Jennifer Lawrence Is In Serious Trouble For The Clothes She’s Wearing In This Ad

November 15, 2018

Dior was so close to doing a great thing, but then fumbled at the last minute. For the label’s Cruise 2019 collection, designer Maria Grazia Chiuri based her collection on the beautiful clothing worn by Mexican Escaramuza Charra riders. However, Chirui’s inspiration fell flat when her clothing appeared on Dior’s face, Jennifer Lawrence. Now, both Dior and Lawrence are being accused of cultural appropriation.

Escaramuza is a traditional Mexican sport that is comprised of 10 to 16 women on horseback doing choreographed dancing and stunts to Mexican music. The sport first began at the birth of the Mexican revolution, during which women were allowed to participate and appear at the front of the battle in their traditional dress.

The wardrobe of the Escaramuza is as beautiful and precise as their routines, and an Escaramuza team must adhere to strict guidelines when crafting their uniform. Frills, shawls, ornaments, boots, and hats are all musts, and give fashion labels like Dior a lot to drool over.

 

However, by putting Jennifer Lawrence — who is neither Mexican nor Latina — in clothing inspired by such culturally important dress for Mexican women has many questioning whether or not Dior cares about the cultural significance of the Escaramuza at all.

Lawrence said in a behind-the-scenes clip from the photoshoot featured on Dior’s Instagram, “One of the main inspirations of this collection is the traditional women riders of Mexico. I’m really excited that this collection is looking at and celebrating these women’s heritage through such a modern lens.”

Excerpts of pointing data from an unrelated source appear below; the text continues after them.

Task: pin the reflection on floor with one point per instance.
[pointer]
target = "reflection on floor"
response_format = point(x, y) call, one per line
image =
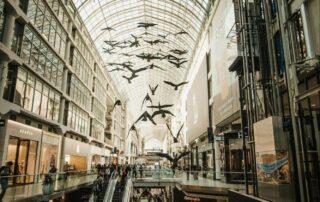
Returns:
point(35, 190)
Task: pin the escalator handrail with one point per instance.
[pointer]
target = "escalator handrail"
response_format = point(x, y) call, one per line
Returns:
point(111, 187)
point(127, 189)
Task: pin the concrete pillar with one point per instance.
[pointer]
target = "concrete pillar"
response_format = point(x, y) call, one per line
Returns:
point(67, 51)
point(307, 30)
point(62, 153)
point(3, 76)
point(8, 30)
point(217, 154)
point(64, 80)
point(7, 41)
point(61, 110)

Many fault Dior for lacking the wherewithal to cast a Mexican model as the face of the collection. Although Lawrence should have seen through the culturally appropriative problem, it’s more disappointing that Dior is just that oblivious.

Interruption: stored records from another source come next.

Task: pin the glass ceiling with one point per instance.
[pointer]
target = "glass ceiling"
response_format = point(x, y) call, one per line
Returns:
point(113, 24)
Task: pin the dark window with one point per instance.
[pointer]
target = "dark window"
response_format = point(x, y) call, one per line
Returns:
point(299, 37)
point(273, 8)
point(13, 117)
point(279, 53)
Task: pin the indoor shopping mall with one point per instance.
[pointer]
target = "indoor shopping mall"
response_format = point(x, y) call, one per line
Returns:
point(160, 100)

Dior did feature a team of Escaramuza, wearing uniforms from Chirui’s collection, in the the label’s Cruise 2019 fashion show. However, the models presenting the inspired clothing on the runway were primarily white. It’s a bit boggling how Dior completely missed the mark.

This cultural appropriation slip up is an obvious reminder that the fashion industry still has a long road ahead of them in terms of diversification and inclusion. Labels must become more aware of the impact they have on culture and society, and do more to make formative statements with their collections.